Persiapan Pernikahan Dalam Islam

Persiapan Pernikahan Dalam Islam

Pernikahan bukan hanya tentang pesta dan segala macam hingar-bingarnya. Tidak jarang kita melihat pernikahan itu justru berhenti di tengah jalan. Mengapa? karena segala sesuatu perlu dipersiapkan, apalagi pernikahan yang diharapkan dapat berlangsung sekali seumur hidup..

Islam telah menganjurkan kepada manusia untuk menikah. Karena  ada banyak hikmah di balik anjuran tersebut.

Baginda Rasulullah SAW pernah bersabda:

Barang siapa telah mempunyai kemampuan menikah kemudian ia tidak menikah maka ia bukan termasuk umatku”. (HR Thabrani dan Baihaqi).

Setiap kita pastinya selalu berharap dan bermohon kepada Allah SWT, saatnya nanti akan bertemu dan berjumpa dengan pendamping hidup kita, yang akan menjadi pemimpin atau ratu dalam rumah tangga. Harapan dari pasangan yang akan menuju ke pelaminan, yaitu agar dapat membentuk sebuah keluarga yang bahagia, sakinah mawaddah warrahmah (Samara).

Islam telah menjadikan “pernikahan” sebagai sarana untuk memadu kasih sayang diantara dua jenis manusia. Hanya dengan jalan pernikahan, maka akan lahir keturunan secara terhormat. Karenanya, merupakan hal yang wajar jika pernikahan itu dikatakan sebagai suatu peristiwa yang sangat diharapkan oleh mereka yang ingin menjaga kesucian fitrahnya sebagai manusia.

Tentu saja hal itu tidak akan berjalan dengan baik manakala persiapan menuju pernikahan sangatlah minim kita lakukan. Lalu, apa saja yang harus kita persiapkan menjelang dan menuju pernikahan.

Bagi seorang calon pengantin (pria-wanita) pastinya harus mengetahui pentingnya ibadah pernikahan agar dapat bersanding dengan seorang wanita shalihah atau lelaki shalih dalam sebuah ikatan suci bernama pernikahan.

Pernikahan menuju rumah tangga yang sakinah mawaddah warrahmah (Samara) tidak akan tercipta dan terjadi ‘sim-salabim’ begitu saja, melainkan dibutuhkan persiapan-persiapan secara memadai sebelum seorang muslim dan muslimah melangkah memasuki gerbang pernikahan.

Karena itu, seorang calon pengantin (pria-wanita) minimal harus mengetahui secara mendalam tentang berbagai hal yang berhubungan dengan persiapan-persiapan jelang pernikahan, antara lain:

Pertama, persiapan moral (spiritual), yaitu kematangan visi keislaman.
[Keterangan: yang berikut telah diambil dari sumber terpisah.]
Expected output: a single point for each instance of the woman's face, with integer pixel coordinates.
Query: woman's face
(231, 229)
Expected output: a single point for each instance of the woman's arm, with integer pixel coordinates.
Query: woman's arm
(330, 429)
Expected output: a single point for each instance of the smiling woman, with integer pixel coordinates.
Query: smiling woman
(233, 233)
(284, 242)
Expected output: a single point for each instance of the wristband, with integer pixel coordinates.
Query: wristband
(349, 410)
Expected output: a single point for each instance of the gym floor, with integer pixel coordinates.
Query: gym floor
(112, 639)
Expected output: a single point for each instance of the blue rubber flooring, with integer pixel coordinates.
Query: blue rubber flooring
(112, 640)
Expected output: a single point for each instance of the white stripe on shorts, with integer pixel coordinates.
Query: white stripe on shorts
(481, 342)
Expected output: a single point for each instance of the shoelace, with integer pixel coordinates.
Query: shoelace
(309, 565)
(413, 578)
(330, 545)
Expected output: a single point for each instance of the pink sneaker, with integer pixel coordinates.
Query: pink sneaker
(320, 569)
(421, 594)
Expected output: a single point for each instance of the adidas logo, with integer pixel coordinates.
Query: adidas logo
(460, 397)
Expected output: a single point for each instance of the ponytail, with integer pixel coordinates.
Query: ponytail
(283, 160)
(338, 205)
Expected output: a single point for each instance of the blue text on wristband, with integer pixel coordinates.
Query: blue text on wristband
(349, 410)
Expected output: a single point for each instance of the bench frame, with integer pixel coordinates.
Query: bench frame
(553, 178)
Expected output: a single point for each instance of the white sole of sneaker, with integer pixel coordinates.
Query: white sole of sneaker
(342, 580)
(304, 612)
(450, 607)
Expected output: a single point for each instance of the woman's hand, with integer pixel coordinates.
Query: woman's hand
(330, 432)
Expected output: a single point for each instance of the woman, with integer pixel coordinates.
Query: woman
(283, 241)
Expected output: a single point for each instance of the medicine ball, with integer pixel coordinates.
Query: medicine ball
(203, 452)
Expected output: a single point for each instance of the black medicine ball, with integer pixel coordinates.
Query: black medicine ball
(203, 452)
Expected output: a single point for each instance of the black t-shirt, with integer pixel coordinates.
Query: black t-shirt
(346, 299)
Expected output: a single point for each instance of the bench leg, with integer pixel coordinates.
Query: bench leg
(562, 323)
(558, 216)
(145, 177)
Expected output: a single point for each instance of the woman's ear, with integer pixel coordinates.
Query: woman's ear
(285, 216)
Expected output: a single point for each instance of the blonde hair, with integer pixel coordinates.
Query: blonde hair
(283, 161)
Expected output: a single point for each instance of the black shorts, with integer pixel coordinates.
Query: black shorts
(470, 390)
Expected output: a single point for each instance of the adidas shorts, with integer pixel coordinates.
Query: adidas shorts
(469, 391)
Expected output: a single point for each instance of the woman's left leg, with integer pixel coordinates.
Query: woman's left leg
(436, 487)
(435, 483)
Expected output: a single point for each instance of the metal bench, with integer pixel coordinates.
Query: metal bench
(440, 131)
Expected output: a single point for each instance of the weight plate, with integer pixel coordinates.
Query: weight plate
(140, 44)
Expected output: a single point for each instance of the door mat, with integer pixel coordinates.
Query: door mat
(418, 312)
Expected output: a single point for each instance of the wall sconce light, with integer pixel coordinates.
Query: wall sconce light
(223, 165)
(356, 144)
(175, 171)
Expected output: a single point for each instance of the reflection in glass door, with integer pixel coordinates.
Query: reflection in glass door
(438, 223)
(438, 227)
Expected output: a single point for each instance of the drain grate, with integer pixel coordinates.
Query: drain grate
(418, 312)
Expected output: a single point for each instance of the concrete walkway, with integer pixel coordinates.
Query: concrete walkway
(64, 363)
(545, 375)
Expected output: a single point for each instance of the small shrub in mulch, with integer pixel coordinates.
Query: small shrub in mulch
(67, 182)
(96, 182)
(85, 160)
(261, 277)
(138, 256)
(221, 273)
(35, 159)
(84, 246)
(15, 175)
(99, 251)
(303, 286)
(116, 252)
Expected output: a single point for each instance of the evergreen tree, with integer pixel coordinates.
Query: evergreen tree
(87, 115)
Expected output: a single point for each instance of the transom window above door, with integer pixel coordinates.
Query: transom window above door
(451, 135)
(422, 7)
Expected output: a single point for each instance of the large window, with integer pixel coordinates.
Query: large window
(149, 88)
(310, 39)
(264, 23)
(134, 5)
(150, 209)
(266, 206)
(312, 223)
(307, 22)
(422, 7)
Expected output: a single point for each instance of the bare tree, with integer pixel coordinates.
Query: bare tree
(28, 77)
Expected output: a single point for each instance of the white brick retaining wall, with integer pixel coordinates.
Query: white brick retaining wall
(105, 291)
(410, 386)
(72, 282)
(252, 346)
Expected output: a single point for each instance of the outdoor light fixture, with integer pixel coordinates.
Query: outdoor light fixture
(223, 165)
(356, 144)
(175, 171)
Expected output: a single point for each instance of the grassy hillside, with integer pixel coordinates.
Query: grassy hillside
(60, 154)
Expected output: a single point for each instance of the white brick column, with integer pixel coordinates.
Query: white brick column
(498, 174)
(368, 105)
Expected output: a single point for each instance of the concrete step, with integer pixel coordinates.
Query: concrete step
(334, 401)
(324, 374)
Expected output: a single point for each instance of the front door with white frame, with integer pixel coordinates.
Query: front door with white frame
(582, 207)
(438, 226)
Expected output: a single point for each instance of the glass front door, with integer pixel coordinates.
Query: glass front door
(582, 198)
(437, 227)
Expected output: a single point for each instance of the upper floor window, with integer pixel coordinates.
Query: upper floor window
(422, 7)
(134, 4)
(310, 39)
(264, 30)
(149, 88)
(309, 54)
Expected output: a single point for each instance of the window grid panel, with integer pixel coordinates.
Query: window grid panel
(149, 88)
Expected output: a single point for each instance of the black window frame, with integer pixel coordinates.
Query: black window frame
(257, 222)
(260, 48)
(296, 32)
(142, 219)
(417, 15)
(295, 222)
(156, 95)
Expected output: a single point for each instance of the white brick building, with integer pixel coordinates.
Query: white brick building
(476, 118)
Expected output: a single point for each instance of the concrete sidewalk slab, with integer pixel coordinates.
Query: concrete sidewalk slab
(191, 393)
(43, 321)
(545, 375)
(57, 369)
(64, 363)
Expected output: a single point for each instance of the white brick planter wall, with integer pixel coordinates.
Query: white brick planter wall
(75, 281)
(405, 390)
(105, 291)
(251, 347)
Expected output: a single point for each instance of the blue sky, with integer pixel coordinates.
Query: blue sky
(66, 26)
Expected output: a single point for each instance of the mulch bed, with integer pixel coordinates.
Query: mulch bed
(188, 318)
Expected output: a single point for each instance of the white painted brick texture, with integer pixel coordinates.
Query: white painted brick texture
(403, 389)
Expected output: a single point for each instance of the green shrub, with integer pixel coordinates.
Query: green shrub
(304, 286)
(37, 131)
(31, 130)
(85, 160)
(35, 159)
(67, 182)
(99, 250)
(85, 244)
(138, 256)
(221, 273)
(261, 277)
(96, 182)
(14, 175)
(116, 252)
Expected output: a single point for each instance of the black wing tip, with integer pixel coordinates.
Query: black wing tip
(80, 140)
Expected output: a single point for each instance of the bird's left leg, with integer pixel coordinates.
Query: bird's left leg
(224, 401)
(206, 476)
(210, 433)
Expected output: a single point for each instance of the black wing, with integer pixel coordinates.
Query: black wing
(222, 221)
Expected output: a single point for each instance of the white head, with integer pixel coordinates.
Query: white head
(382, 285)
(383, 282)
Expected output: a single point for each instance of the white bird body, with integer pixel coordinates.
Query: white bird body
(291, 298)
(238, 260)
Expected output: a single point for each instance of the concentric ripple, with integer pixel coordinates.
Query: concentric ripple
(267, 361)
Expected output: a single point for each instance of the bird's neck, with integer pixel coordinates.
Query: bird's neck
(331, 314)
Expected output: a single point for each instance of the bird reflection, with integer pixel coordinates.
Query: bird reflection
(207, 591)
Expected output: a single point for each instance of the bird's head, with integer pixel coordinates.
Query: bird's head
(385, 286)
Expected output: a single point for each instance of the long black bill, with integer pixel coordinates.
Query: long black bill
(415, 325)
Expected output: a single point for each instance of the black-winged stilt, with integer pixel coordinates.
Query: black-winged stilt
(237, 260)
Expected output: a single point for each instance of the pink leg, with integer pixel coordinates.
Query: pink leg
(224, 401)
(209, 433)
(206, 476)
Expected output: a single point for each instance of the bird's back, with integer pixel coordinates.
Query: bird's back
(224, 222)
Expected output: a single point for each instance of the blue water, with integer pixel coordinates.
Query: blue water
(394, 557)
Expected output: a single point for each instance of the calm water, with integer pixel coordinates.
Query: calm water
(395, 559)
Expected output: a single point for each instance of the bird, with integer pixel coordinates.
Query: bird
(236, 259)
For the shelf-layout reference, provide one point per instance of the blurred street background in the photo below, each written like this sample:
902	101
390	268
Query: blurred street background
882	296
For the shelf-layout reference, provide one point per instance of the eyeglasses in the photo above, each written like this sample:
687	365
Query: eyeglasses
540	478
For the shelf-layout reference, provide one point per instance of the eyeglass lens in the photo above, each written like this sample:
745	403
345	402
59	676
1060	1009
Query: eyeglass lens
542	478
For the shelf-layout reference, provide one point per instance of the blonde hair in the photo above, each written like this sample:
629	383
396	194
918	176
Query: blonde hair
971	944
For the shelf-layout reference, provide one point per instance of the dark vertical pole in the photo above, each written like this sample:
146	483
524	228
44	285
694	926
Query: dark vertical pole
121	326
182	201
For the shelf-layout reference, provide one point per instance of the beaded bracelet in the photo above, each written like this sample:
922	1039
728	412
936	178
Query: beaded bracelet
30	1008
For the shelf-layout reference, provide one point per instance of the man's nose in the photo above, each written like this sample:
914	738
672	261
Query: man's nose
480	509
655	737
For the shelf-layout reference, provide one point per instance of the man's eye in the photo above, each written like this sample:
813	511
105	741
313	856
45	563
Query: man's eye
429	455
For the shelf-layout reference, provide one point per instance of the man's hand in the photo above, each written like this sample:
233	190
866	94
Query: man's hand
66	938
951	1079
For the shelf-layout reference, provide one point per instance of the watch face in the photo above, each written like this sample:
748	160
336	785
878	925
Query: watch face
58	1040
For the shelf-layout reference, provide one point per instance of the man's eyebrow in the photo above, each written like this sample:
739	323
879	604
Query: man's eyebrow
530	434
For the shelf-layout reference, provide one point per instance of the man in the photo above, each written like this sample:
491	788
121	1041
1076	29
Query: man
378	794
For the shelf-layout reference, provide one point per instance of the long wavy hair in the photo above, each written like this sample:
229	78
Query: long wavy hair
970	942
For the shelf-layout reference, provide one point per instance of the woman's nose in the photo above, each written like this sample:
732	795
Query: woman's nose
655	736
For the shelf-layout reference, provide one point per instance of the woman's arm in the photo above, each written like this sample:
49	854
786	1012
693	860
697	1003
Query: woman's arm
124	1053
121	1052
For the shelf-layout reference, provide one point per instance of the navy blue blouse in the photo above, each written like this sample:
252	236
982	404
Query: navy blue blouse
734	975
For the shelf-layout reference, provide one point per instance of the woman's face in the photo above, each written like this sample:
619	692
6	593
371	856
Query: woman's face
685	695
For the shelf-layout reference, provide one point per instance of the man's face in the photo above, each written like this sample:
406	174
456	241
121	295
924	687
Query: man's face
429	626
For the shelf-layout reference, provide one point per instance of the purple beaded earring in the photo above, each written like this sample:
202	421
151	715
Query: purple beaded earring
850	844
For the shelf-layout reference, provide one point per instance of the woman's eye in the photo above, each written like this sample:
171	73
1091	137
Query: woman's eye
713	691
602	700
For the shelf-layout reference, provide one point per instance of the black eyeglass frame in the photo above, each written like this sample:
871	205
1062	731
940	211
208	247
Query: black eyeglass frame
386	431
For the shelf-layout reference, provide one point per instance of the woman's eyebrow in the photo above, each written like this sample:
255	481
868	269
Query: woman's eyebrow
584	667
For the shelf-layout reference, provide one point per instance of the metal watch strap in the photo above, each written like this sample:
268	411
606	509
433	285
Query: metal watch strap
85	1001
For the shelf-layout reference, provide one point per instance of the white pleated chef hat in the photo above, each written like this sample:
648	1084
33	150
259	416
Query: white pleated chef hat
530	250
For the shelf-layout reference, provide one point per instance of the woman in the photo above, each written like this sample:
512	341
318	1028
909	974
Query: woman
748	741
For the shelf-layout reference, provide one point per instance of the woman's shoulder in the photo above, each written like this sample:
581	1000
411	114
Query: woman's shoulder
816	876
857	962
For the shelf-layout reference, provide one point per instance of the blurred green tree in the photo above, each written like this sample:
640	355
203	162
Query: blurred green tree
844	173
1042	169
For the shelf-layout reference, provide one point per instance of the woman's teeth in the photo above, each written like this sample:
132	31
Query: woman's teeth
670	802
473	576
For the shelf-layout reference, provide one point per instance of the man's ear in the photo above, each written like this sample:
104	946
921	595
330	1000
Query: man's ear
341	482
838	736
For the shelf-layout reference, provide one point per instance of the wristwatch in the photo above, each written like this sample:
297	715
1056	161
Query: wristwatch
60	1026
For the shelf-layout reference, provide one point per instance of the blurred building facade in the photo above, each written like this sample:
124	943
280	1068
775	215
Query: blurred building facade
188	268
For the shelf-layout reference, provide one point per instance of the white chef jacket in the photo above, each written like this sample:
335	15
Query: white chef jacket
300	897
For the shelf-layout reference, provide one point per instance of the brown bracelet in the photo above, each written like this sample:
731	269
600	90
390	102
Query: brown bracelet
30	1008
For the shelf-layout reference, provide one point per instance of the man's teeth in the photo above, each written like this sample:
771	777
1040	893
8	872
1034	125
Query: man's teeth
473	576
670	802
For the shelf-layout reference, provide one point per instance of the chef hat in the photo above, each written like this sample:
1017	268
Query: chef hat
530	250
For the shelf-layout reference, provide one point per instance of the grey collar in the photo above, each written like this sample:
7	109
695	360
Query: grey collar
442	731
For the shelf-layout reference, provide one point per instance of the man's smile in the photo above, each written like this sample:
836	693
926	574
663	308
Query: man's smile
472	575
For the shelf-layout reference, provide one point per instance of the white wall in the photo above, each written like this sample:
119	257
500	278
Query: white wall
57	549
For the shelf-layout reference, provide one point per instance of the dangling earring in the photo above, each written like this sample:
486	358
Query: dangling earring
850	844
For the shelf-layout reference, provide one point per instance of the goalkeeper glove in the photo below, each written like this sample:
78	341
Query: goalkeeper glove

Setiap calon pengantin wanita, pasti punya keinginan, jika suatu hari nanti akan dipinang oleh seorang pria shalih, begitu pula sebaliknya, seorang pria mendambakan bertemu pasangan wanita shalihah.

Seorang pria shalih yang taat beribadah dan dapat diharapkan menjadi pemimpin dalam mengarungi kehidupan di dunia, sebagai bekal dalam menuju akhirat. Begitu pula sebaliknya, seorang pria mendapatkan seorang istri yang shalihah untuk bersama mengarungi bahtera kehidupan ini menuju bahtera akhirat secara bersama.

Bila sang calon pengantin wanita memiliki keinginan untuk mendapatkan seorang suami yang shalih, maka dia harus berupaya agar dirinya menjadi wanita shalihah terlebih dahulu, diantaranya membekali diri dengan ilmu-ilmu agama, hiasi dengan akhlak islami, tujuannya tidak hanya untuk mencari jodoh semata, akan tetapi lebih kepada beribadah untuk mendapatkan ridho Allah SWT. Dan sarana pernikahan adalah sebagai salah satu sarana untuk beribadah pula.

Kedua, persiapan konsepsional, yaitu memahami konsep tentang pernikahan. Pernikahan adalah ajang untuk menambah ibadah dan pahala bukan hanya sekedar hawa nafsu. Pernikahan juga sebagai wadah terciptanya generasi robbani, penerus perjuangan menegakkan dienullah. Adapun dengan lahirnya seorang anak yang shalih/shalihah nantinya, maka akan menjadi penyelamat bagi kedua orang tuanya.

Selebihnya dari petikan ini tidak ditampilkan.